We can observe that our most concise prompts are that of temperature 1 however these are also our most accurate prompt in tempts of style and coherence. As we continue to increase our temperature we see the generated not focu so much on accuracy but creativity. So there is a trade-off. The more creativity we requested from the generator (by way of temperature) the less coherence and style we sacrifice.

## TASK 5 Evaluation of Generated Text

Assess the quality of generated text (e.g., coherence, relevance, stylistic accuracy).

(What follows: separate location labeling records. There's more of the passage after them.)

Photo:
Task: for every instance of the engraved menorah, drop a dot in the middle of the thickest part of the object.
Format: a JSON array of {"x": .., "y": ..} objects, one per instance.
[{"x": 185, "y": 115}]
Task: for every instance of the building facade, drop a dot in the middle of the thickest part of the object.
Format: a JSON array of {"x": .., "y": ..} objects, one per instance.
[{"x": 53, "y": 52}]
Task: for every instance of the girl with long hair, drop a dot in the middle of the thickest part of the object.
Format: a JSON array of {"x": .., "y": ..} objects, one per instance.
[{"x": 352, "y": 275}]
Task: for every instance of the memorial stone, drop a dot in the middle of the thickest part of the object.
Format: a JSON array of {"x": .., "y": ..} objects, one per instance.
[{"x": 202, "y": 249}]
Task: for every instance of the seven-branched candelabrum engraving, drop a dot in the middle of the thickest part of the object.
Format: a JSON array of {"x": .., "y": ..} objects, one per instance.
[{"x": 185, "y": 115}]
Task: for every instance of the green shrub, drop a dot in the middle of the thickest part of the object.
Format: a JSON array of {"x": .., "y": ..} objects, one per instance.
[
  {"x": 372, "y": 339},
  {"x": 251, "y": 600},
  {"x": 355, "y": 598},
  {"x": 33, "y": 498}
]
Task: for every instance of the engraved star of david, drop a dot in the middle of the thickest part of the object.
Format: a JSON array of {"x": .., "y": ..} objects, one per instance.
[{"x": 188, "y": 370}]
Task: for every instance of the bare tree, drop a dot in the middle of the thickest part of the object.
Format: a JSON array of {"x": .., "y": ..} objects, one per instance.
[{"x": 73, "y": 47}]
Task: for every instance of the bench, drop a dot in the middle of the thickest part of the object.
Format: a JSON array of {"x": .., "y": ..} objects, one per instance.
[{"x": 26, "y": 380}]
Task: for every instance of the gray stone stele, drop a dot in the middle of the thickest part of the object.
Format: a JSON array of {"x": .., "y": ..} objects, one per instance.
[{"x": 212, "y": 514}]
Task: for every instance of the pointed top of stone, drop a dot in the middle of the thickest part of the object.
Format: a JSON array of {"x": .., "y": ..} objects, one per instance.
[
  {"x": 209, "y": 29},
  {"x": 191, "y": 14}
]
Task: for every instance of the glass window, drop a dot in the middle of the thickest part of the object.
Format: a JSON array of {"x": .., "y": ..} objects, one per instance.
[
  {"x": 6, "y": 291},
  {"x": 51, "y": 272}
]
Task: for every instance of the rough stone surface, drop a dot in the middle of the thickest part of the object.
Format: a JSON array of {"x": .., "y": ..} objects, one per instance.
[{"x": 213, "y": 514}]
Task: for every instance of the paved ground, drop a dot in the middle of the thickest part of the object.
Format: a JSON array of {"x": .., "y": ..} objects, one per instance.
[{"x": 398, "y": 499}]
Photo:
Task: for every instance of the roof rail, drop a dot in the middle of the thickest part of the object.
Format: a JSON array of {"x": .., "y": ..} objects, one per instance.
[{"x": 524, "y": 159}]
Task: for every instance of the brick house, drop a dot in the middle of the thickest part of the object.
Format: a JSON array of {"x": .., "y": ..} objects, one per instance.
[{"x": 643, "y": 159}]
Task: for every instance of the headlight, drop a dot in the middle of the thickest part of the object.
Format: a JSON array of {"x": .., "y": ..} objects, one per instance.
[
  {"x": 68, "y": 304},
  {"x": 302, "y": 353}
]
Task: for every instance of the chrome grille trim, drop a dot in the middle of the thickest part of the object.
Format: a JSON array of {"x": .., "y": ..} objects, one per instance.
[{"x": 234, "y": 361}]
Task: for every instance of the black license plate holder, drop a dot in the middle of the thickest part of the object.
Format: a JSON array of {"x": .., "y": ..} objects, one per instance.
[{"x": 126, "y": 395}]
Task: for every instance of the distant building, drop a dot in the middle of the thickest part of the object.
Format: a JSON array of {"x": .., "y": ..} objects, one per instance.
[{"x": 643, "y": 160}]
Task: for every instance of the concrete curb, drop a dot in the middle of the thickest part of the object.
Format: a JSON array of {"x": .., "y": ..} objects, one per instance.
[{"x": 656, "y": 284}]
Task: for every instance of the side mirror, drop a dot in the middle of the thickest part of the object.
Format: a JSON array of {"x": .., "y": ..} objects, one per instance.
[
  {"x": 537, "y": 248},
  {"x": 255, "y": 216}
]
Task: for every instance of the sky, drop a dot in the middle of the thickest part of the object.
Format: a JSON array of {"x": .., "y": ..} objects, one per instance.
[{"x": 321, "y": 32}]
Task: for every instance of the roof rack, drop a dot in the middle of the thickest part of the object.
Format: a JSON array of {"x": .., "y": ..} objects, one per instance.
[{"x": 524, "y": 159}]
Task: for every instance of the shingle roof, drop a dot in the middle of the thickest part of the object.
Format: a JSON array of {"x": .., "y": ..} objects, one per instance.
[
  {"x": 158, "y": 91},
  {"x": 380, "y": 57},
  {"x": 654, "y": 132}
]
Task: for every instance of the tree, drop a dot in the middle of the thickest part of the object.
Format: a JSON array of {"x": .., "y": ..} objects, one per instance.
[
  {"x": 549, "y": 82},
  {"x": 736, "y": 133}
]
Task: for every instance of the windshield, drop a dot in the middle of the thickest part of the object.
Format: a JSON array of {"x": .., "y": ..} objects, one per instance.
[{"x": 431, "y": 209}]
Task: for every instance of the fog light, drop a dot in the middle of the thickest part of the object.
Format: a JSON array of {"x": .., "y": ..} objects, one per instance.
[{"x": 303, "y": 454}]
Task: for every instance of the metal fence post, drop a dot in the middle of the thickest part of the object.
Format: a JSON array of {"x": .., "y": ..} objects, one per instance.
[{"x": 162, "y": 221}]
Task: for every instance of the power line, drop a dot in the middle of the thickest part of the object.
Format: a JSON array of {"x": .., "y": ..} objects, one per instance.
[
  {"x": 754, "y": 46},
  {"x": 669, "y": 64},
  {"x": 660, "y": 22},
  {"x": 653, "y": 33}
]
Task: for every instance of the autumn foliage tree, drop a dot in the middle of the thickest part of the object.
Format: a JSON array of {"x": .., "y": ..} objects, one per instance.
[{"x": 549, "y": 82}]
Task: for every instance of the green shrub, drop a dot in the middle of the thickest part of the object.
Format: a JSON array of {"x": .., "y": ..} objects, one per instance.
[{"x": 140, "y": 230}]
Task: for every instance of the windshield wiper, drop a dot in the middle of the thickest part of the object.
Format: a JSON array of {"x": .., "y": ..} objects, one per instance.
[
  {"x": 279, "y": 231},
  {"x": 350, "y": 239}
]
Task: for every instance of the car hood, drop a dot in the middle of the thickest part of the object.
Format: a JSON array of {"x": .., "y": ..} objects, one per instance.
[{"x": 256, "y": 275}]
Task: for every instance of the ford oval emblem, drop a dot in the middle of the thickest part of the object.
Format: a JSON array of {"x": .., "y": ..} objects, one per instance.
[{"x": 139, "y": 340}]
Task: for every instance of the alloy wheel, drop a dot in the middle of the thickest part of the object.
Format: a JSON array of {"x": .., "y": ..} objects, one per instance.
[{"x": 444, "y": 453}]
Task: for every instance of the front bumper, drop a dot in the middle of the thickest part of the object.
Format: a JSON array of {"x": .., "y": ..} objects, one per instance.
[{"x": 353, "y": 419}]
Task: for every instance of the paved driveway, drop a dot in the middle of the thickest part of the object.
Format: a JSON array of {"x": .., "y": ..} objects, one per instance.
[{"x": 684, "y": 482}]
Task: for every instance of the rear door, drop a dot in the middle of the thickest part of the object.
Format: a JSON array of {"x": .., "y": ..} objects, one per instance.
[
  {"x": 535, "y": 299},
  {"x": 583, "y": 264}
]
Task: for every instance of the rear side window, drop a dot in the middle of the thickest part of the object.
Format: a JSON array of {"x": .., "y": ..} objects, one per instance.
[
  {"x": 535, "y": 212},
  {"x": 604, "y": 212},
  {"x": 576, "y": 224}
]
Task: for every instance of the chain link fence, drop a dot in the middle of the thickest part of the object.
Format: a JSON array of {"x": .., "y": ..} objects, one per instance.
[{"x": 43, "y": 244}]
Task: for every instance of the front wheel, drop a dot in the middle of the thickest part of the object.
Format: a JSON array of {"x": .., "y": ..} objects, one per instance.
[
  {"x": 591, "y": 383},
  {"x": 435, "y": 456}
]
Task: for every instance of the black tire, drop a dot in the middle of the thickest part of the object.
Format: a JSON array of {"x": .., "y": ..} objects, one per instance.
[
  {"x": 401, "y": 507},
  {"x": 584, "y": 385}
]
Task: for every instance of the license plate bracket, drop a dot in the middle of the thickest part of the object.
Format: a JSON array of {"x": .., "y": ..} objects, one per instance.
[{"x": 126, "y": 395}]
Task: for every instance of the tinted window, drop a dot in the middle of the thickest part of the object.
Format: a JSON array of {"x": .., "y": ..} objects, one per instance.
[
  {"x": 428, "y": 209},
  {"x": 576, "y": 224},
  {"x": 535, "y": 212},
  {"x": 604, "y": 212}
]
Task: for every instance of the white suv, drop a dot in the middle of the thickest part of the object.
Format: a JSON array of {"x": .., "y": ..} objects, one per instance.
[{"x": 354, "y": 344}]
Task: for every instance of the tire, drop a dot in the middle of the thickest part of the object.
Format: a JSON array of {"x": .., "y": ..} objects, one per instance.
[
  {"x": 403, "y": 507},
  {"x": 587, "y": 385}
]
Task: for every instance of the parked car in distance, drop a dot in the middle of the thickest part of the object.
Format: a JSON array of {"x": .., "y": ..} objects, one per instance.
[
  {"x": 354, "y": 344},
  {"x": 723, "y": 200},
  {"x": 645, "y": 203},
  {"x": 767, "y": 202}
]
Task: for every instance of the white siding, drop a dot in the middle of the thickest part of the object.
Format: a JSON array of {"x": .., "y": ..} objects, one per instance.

- Coherence: The coherence of the generated text was intially very simple and hard to make sentences or predict a continuation of a sentence. We did get worded outputs but they weren't as sophistcated as I had hoped. However when we added layers to the LSTM we see an immediate improvement in coherence. When testing at a temperature of 1. that is when our generated text was at its highest in terms coherence.
- Relevence: The relevance our our generated text impressed me as I started with a prompt that generated a text with the main characters name, in the Adventures of Tom Sawyer. It displayed that after training the complex model, our LSTM was able to pick up the important features.
- Stylistic: Some of the sylistics of Mark Twains writing was picked up but not as well as I wished. There is a chance that adding more layers and more epochs could fix this. That being said there was some pickup of the style as words like ain't was used as well as the phrasing of "Sitting on the raft, the same way we would". So although it was not perfect, it was sufficient.
- History: When I continue to produce more and more interations of generated text, the generator on the more complex model seemed to learn as the outputs became more and more what I was looking for. So the first iterations may have been lackluster, but after generating multiple times the outputs became closer and closer to what I wanted, seemingly learning from the past.